TheOtherHobbes 8 hours ago

Flagged for the source, which is not reliable.

  • cbeach 5 hours ago

    Unreliable according to whom? Those who find GB News stories politically inconvenient maybe?

dmitrygr 8 hours ago

On one hand, Lee Kuan Yew's memoirs are clear on why jury trials work poorly in multicultural societies. On the other hand, UK judges do not exactly have the best reputation recently, especially on matters of ... criticizing the UK. So ... yeah ... no good options here

  • graemep 8 hours ago

    The UK is a very different society from Singapore.

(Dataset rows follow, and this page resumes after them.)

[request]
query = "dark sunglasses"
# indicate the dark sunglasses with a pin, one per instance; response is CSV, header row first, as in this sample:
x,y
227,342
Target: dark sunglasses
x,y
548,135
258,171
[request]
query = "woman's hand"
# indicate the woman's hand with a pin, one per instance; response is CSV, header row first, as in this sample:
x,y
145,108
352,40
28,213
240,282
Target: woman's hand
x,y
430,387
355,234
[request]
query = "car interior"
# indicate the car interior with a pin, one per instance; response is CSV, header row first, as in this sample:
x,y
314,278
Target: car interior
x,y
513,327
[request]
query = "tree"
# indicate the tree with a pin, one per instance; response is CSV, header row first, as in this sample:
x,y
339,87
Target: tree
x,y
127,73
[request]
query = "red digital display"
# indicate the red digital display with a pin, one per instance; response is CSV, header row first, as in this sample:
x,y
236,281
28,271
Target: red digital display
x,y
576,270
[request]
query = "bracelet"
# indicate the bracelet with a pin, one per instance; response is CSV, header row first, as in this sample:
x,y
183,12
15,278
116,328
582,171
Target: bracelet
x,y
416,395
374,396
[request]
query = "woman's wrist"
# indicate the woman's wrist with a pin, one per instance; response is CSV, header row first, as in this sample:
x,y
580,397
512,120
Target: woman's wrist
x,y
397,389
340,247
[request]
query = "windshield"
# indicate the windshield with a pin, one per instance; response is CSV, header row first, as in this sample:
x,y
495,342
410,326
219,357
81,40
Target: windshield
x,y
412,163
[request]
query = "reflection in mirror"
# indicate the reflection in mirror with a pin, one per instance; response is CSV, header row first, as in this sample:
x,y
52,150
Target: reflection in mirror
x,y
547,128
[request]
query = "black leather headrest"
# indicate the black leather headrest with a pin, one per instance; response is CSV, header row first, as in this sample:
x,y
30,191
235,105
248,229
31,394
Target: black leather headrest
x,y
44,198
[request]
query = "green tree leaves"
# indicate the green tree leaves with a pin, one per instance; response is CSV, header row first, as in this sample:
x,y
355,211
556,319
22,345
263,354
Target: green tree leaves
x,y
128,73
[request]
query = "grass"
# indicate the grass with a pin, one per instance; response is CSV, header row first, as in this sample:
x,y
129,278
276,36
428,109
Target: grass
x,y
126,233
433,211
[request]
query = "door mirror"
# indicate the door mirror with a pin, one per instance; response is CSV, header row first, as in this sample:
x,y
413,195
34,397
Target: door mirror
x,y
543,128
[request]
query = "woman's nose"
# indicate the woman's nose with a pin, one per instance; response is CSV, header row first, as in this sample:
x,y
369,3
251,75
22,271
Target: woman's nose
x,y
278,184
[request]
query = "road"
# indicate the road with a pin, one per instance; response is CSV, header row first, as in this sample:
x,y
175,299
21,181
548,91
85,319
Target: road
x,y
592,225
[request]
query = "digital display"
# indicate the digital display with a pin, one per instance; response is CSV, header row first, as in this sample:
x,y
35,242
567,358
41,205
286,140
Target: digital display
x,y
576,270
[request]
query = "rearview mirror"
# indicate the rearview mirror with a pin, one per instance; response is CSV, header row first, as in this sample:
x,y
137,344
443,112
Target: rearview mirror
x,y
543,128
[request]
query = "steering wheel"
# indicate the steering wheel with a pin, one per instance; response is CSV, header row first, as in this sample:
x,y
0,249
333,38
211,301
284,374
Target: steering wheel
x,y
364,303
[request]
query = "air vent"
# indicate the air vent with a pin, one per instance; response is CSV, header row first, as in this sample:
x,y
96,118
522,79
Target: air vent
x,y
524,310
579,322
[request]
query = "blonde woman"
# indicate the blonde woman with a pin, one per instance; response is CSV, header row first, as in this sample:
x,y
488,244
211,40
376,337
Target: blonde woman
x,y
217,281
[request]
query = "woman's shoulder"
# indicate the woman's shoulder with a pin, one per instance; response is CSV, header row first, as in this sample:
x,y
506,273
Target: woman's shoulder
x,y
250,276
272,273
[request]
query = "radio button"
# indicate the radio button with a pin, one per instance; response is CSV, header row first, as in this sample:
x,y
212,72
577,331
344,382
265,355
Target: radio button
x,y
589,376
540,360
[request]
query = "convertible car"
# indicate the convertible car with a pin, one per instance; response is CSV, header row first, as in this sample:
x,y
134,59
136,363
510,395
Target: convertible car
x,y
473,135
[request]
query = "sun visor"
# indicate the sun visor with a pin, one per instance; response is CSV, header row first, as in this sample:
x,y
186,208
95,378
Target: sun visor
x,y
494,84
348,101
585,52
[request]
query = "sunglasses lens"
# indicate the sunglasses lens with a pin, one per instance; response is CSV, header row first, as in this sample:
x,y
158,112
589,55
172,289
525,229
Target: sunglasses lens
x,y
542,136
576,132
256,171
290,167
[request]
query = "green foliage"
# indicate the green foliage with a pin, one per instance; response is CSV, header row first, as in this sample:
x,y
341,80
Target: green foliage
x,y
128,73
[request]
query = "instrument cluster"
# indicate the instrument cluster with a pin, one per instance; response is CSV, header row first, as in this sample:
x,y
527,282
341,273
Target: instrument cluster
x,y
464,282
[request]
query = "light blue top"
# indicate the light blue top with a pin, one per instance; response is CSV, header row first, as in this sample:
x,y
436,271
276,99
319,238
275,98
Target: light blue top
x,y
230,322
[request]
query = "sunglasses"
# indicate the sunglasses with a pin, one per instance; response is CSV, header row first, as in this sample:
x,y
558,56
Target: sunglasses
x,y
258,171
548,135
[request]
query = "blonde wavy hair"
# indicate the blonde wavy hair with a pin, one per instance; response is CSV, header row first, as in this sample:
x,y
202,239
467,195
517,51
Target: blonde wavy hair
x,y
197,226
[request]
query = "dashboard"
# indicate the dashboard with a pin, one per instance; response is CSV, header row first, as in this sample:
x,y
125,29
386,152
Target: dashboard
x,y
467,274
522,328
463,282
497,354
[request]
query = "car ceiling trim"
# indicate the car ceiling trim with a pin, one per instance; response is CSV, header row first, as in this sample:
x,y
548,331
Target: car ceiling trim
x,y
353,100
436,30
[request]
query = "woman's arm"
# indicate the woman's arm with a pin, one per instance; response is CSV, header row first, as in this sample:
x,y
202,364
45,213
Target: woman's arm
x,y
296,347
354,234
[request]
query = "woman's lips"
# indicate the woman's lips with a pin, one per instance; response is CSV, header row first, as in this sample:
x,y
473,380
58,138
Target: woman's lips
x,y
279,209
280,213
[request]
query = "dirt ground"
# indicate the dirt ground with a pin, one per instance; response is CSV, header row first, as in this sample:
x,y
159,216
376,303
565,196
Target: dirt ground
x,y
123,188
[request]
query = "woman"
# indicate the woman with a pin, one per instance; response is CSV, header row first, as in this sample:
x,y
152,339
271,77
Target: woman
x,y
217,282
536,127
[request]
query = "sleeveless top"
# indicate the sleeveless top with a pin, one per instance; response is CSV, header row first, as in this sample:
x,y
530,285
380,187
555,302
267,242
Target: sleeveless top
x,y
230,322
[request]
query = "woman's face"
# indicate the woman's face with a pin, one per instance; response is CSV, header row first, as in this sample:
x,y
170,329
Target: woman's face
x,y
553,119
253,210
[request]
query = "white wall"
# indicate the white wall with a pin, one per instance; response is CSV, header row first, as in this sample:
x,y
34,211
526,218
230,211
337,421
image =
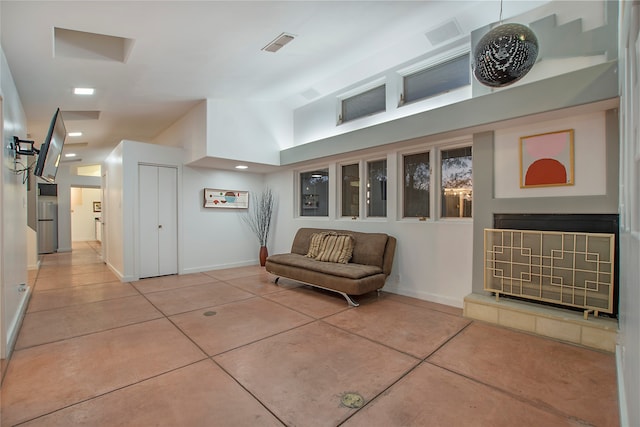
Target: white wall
x,y
189,132
113,213
83,223
248,130
13,216
215,238
589,149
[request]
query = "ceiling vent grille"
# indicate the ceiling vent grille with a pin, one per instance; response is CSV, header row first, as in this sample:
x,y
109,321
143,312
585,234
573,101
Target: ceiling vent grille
x,y
279,42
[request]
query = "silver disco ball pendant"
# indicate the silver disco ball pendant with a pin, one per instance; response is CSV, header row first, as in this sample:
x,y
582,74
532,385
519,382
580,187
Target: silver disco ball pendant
x,y
504,55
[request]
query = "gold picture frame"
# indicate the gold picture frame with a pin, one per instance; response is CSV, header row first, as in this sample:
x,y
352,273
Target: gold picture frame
x,y
231,199
547,159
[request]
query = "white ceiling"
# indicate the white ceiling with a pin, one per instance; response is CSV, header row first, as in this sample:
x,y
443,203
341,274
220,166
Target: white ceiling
x,y
185,51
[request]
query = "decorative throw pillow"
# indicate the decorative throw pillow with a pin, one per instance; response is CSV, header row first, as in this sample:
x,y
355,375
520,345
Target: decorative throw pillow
x,y
336,248
315,242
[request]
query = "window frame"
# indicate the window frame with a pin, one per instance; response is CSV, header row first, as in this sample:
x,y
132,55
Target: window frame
x,y
401,184
422,66
339,213
298,194
374,84
438,197
365,190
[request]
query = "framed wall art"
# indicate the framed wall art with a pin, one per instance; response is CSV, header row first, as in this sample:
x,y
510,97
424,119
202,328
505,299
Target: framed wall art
x,y
215,198
547,159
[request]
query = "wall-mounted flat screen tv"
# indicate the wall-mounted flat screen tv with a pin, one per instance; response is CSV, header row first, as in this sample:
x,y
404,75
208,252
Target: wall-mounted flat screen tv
x,y
51,149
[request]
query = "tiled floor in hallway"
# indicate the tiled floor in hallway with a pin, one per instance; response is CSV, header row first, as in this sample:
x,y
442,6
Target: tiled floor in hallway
x,y
231,348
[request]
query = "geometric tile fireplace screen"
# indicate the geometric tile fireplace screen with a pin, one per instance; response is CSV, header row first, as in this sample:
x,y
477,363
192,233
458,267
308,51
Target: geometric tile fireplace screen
x,y
573,269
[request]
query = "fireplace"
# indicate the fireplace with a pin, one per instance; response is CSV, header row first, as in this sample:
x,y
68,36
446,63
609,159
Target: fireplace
x,y
565,260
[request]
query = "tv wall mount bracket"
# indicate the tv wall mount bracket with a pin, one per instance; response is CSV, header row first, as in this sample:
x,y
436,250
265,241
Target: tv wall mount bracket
x,y
23,146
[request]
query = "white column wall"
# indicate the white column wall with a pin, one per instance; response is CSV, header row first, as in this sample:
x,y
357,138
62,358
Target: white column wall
x,y
13,216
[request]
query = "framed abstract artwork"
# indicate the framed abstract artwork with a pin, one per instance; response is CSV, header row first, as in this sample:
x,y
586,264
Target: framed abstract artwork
x,y
214,198
547,159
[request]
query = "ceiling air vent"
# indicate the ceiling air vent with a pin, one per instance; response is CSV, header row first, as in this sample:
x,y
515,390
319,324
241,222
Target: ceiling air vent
x,y
279,42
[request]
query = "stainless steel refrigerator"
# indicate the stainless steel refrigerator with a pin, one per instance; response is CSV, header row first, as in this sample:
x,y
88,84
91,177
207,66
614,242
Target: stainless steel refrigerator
x,y
47,226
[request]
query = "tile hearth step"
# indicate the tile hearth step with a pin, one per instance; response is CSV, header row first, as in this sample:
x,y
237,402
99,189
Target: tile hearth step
x,y
597,333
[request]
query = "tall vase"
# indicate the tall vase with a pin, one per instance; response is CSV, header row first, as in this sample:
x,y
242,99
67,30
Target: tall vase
x,y
263,255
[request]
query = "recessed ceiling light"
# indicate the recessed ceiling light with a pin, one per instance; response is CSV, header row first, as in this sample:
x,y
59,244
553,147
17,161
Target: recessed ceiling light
x,y
83,90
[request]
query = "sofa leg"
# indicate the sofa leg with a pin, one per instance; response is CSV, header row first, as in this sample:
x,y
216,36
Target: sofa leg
x,y
350,300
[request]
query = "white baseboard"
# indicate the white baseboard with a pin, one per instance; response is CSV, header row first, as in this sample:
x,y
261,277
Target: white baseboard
x,y
219,266
427,296
14,327
121,276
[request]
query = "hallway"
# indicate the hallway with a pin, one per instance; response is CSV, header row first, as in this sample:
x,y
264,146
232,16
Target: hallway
x,y
231,348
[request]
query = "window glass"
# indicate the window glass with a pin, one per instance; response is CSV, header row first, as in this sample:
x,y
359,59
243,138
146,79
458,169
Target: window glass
x,y
417,175
364,104
351,190
457,183
314,193
438,79
377,188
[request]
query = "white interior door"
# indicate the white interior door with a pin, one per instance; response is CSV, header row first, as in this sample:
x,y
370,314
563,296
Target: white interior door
x,y
167,220
158,223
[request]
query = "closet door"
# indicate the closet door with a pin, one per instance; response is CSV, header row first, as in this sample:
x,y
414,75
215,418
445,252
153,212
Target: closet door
x,y
158,223
167,221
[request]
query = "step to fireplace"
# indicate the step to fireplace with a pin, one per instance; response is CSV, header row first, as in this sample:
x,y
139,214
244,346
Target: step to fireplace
x,y
564,325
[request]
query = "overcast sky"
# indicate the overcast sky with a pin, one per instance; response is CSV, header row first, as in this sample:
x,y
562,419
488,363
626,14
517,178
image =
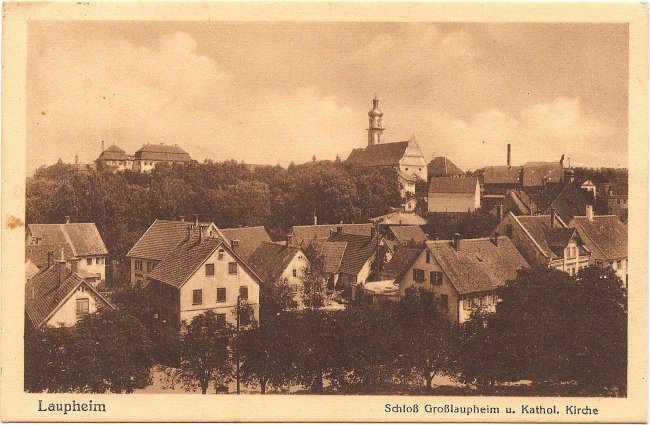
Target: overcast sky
x,y
281,92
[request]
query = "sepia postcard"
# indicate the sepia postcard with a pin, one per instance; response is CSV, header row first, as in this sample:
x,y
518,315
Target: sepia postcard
x,y
324,212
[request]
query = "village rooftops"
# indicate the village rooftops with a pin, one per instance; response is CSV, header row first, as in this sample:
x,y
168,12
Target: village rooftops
x,y
76,239
604,235
453,185
248,239
270,260
381,154
162,237
162,152
47,291
478,265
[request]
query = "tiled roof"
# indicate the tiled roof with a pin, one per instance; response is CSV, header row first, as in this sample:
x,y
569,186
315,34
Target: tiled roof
x,y
271,259
535,173
358,251
441,166
402,259
501,174
408,233
453,185
162,153
605,234
400,217
76,239
160,239
44,295
382,154
333,254
250,238
479,265
304,235
113,153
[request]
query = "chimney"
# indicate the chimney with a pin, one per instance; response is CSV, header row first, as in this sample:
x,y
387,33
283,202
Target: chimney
x,y
552,217
50,259
74,264
456,241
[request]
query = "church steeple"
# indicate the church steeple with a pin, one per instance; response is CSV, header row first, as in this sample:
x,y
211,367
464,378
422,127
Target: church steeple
x,y
375,129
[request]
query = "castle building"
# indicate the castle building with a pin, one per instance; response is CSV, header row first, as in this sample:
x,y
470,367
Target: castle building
x,y
405,157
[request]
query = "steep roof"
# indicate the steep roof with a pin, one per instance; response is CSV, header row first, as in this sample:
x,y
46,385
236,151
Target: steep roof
x,y
160,239
250,238
453,185
44,295
271,259
358,251
304,235
76,239
535,173
399,217
408,233
382,154
479,265
402,259
441,166
501,174
114,153
162,153
606,234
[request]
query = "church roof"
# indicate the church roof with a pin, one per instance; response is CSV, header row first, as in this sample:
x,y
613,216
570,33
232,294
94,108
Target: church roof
x,y
382,154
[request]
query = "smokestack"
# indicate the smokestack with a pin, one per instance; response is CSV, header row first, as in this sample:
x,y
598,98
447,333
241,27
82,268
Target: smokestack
x,y
456,241
74,264
50,259
552,217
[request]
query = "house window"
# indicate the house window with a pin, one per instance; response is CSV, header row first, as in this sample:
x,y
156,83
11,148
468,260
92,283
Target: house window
x,y
435,278
243,293
418,275
444,300
197,296
221,320
221,295
83,306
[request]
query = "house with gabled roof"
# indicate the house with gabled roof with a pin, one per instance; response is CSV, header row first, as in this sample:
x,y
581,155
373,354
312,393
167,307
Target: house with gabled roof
x,y
78,240
546,241
245,240
454,194
159,240
463,274
60,296
606,237
199,274
281,262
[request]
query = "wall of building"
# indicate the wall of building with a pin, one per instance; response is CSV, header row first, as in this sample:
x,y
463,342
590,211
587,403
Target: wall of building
x,y
454,202
67,314
209,285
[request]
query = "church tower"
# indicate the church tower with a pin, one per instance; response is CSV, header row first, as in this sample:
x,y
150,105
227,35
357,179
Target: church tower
x,y
375,129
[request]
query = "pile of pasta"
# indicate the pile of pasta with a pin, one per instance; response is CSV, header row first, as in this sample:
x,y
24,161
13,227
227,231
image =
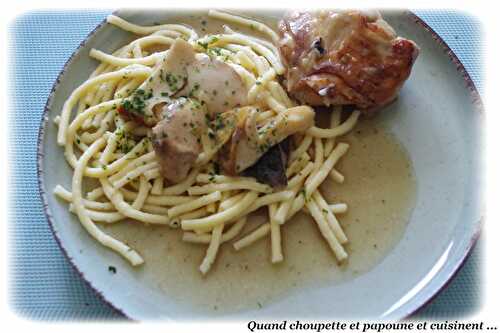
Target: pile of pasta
x,y
209,208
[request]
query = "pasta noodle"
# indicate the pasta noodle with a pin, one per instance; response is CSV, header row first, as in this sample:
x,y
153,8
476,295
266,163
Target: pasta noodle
x,y
209,208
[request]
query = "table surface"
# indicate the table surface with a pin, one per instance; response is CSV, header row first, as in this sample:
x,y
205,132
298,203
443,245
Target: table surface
x,y
43,285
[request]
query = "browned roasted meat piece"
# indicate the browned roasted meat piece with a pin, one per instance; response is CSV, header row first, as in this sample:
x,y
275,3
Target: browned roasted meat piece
x,y
344,58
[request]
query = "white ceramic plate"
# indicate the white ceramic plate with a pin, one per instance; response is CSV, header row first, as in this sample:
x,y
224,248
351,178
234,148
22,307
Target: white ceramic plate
x,y
437,118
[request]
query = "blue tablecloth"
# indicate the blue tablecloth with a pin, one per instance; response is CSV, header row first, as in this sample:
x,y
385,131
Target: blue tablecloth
x,y
43,285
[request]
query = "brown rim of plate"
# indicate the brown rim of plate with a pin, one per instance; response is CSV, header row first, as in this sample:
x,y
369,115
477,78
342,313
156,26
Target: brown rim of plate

    Are his objections to jury trials correct in the first place? If they are, then do they apply to the UK? I find it very hard to imagine why multiculturalism should be a problem so can you explain what he thinks they work poorly/.

    the good option is to keep trial by jury.

    • sgt101 8 hours ago

      Unfortunately the system has basically been collapsed by industrial scale theft and fraud, and the impact of covid...

  • sgt101 8 hours ago

    What matters of criticizing the UK? Let's have the specifics to discuss?

a24j 8 hours ago

Wait what?

reify 8 hours ago

[flagged]

  • hackeraccount 5 hours ago

    "NHS, housing, water, gas, electricy" aren't a core part of the government. Justice is.